Photogrammetry / NeRF / Gaussian Splatting comparison

Matthew Brennan
1 Oct 202323:29

TLDRThis video explores three cutting-edge technologies: photogrammetry, neural radiance fields (Nerfs), and Gaussian splatting. The presenter, with 15 years of experience in photogrammetry, delves into each method's capabilities and ideal applications. Using a dataset of 345 frames from a video of a sandstone column named Church Rock, the video demonstrates how each technology processes and visualizes the data. Agisoft Metashape is used for photogrammetry, resulting in an accurate, textured 3D model. For neural radiance fields, the presenter employs Nerf Studio, showcasing its ability to generate novel viewpoints and create videos with customized camera paths. Lastly, Gaussian splatting in Unity provides a real-time visualization of the point cloud, offering a comprehensive scene context. The video concludes with a discussion on sharing photogrammetric models online and enhancing them with panoramic backgrounds to mimic the broader scene context provided by neural radiance fields and Gaussian splatting.

Takeaways

  • 📈 **Photogrammetry, Neural Radiance Fields (Nerfs), and Gaussian Splatting are three distinct technologies that have gained popularity due to advancements in AI.**
  • 🔍 **Photogrammetry** is a technique used for 3D modeling that has been around for 15 years, focusing on accurate and measurable 3D models.
  • 🤖 **Neural Radiance Fields (Nerfs)** utilize AI to generate novel viewpoints of a scene, offering a more extensive context including the sky and horizon not typically captured in photogrammetry.
  • 🌐 **Gaussian Splatting** involves rendering a scene in real-time using a game engine like Unity, providing a visualization method that combines the benefits of both photogrammetry and neural radiance fields.
  • 📷 **Agisoft Metashape** is used for photogrammetry processing, while **Nerf Studio** is employed for training the neural radiance field on the same set of video frames.
  • 🌄 **Photogrammetry** provides a detailed textured 3D model with baked-in lighting conditions, suitable for applications like 3D printing or game engine integration.
  • 📏 **Accuracy and scalability** are key benefits of photogrammetry, allowing for measurements such as area and volume, which are not currently possible with Nerfs or Gaussian Splatting.
  • 🌌 **Neural Radiance Fields** can estimate the appearance of a scene from viewpoints that were not part of the original data, offering creative freedom in generating new camera paths.
  • 🎥 **Virtual production** is a significant application for neural radiance fields, where quick data collection and later perfecting of camera paths are valuable.
  • 🧩 **Gaussian Splatting** allows for the integration of additional elements into the scene, such as panoramic skies, providing a more complete scene visualization.
  • 🌟 **Photogrammetric models** can be easily shared and viewed online, offering a lightweight and accessible way to experience 3D models, which is not yet possible for Nerfs or Gaussian Splatting.

Q & A

  • What are the three technologies discussed in the video?

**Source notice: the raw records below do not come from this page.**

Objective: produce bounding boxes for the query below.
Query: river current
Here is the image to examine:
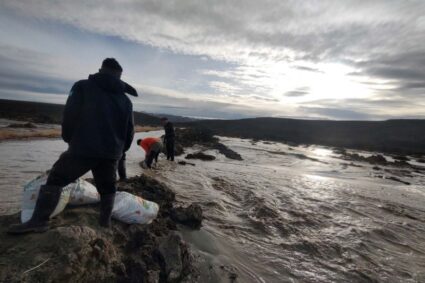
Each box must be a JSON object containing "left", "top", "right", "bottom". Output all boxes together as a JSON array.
[{"left": 1, "top": 131, "right": 425, "bottom": 282}]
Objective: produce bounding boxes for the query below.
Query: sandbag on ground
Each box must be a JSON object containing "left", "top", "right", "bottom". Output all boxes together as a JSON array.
[
  {"left": 68, "top": 178, "right": 100, "bottom": 205},
  {"left": 112, "top": 191, "right": 159, "bottom": 224},
  {"left": 21, "top": 173, "right": 72, "bottom": 223},
  {"left": 21, "top": 174, "right": 159, "bottom": 225}
]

    -The three technologies discussed in the video are photogrammetry, neural radiance fields (often called NeRFs), and Gaussian splatting.

  • What is the primary use of photogrammetry?

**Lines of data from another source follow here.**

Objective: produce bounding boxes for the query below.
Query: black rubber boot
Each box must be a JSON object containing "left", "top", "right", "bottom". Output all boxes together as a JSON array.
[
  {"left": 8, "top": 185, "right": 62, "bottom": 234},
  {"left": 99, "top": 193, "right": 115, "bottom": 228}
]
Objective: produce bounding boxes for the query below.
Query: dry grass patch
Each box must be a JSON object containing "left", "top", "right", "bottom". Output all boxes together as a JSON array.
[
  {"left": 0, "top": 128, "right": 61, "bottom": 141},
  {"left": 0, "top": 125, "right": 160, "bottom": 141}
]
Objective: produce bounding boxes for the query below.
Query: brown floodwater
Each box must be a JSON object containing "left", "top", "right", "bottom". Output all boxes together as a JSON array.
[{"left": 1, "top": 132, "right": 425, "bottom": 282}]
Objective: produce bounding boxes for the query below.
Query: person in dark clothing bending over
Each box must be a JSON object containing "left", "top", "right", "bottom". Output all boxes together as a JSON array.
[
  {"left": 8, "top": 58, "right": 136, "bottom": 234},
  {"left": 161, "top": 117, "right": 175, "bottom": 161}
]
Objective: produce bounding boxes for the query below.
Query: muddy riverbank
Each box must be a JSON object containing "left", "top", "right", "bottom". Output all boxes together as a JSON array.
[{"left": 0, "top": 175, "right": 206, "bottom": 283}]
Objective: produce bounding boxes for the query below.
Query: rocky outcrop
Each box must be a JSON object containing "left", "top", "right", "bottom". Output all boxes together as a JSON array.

    -Photogrammetry is primarily used for creating accurate, measurable 3D models of objects. It is often used in applications where precise measurements are required, such as in architecture or archaeology.

  • How does neural radiance field (NeRF) differ from photogrammetry?

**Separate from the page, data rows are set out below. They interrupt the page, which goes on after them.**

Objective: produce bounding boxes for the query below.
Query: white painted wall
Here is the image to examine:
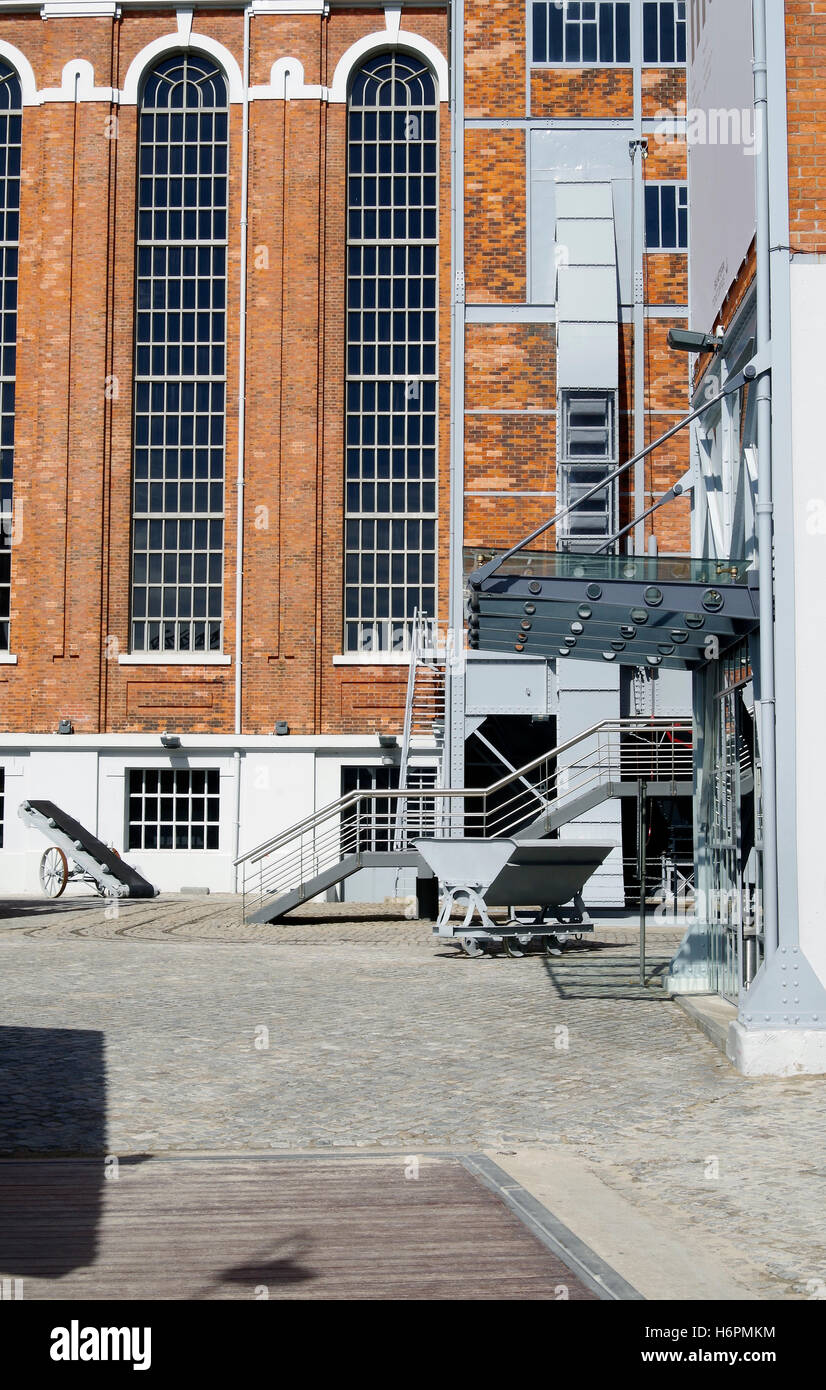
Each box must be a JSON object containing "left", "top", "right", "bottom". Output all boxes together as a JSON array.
[
  {"left": 0, "top": 735, "right": 426, "bottom": 899},
  {"left": 789, "top": 263, "right": 826, "bottom": 990}
]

    -Neural radiance fields (NeRF) differ from photogrammetry in that they allow for the generation of novel viewpoints that were not part of the original data. They create a volumetric representation of a scene, which is not metrically valid for precise measurements like photogrammetry.

  • What is the significance of Gaussian splatting in the context of radiance fields?

    -Gaussian splatting is significant as it provides a real-time visualization of radiance fields in a game engine like Unity. It allows for the representation of a point cloud with visible 'splats' derived from the input data, offering a more complete scene visualization.

  • How can one enhance a photogrammetric model to include broader context like the sky and distant mountains?

    -One can enhance a photogrammetric model by adding a panoramic sphere to the background of the model. This technique involves mapping a panorama image to a sphere geometry around the photogrammetric model to simulate a broader scene context.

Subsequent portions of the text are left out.